On our return, we remained in denial. By the third week in January, she was hospitalized because of a pathological fracture of the radius and general debilitation. Only then was extensive metastatic disease diagnosed and upon discharge she was placed on hospice. During her last week, we were all present taking turns at the bedside. The clergy, who we had sought consultation with 6 months before, were very comforting. The last hours she refused any pain medication and was totally awake and aware. About five minutes before her last breath, she asked my daughter and I “What Shall I tell Him?” We answered, “you tell him you are a wonderful person who has led a very loving life and that he should welcome you with open arms.”

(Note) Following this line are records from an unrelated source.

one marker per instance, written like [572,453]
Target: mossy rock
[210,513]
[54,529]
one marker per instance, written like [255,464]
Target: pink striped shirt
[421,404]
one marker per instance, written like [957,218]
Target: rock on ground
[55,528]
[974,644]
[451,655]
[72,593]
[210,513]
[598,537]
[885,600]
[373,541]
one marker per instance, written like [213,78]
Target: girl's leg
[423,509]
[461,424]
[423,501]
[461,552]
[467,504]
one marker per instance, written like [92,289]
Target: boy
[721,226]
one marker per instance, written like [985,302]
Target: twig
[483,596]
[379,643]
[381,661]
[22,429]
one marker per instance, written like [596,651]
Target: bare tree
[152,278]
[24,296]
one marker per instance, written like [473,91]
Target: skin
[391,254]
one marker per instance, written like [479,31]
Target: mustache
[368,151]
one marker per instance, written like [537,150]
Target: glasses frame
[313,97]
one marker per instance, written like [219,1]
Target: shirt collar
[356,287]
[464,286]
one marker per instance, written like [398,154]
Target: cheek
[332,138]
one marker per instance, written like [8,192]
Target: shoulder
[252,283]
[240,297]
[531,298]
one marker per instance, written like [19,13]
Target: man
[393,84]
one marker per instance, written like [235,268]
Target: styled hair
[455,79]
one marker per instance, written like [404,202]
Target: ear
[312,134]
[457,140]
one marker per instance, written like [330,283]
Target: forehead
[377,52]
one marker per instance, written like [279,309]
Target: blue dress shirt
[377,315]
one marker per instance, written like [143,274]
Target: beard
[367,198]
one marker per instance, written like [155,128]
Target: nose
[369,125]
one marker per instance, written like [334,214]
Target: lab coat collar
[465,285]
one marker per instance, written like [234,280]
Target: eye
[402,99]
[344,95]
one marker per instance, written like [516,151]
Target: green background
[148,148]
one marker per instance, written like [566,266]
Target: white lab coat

In 1986, I joined the Practice Committee of the American Academy of Neurology and became the first chair of the Academy’s initial guideline committee. I put together a group of diverse neurologists with a wide variety of expertise. This committee established and legitimized outcomes and evidence-based medicine in neurology. The process changed my life and practice began with my ongoing experiential fellowship and education in Multiple Sclerosis. I am indebted to my patients, colleagues, Pharma, and our educational meetings. I have attended yearly the American Academy of Neurology (AAN), the European Consortium in the Treatment and Research in MS (ECTRIMS), the Consortium of MS Centers (CMSC), and the American Consortium for the treatment and Research in MS (ACTRIMS). It is at these venues where the latest scientific research is presented, controversy is highlighted, and meaningful interchange occurs between thought leaders. The proceedings are published in peer-reviewed literature. Thus, with my patients and a positive relationship with all of Pharma, my educational process and experiential fellowship continue.
I hope that this blog will be ongoing, educational, and meaningful. I dedicate the blog to Judith Ann Rosenberg. There is an ongoing fund at the American Brain Foundation in her name at the American Academy of Neurology.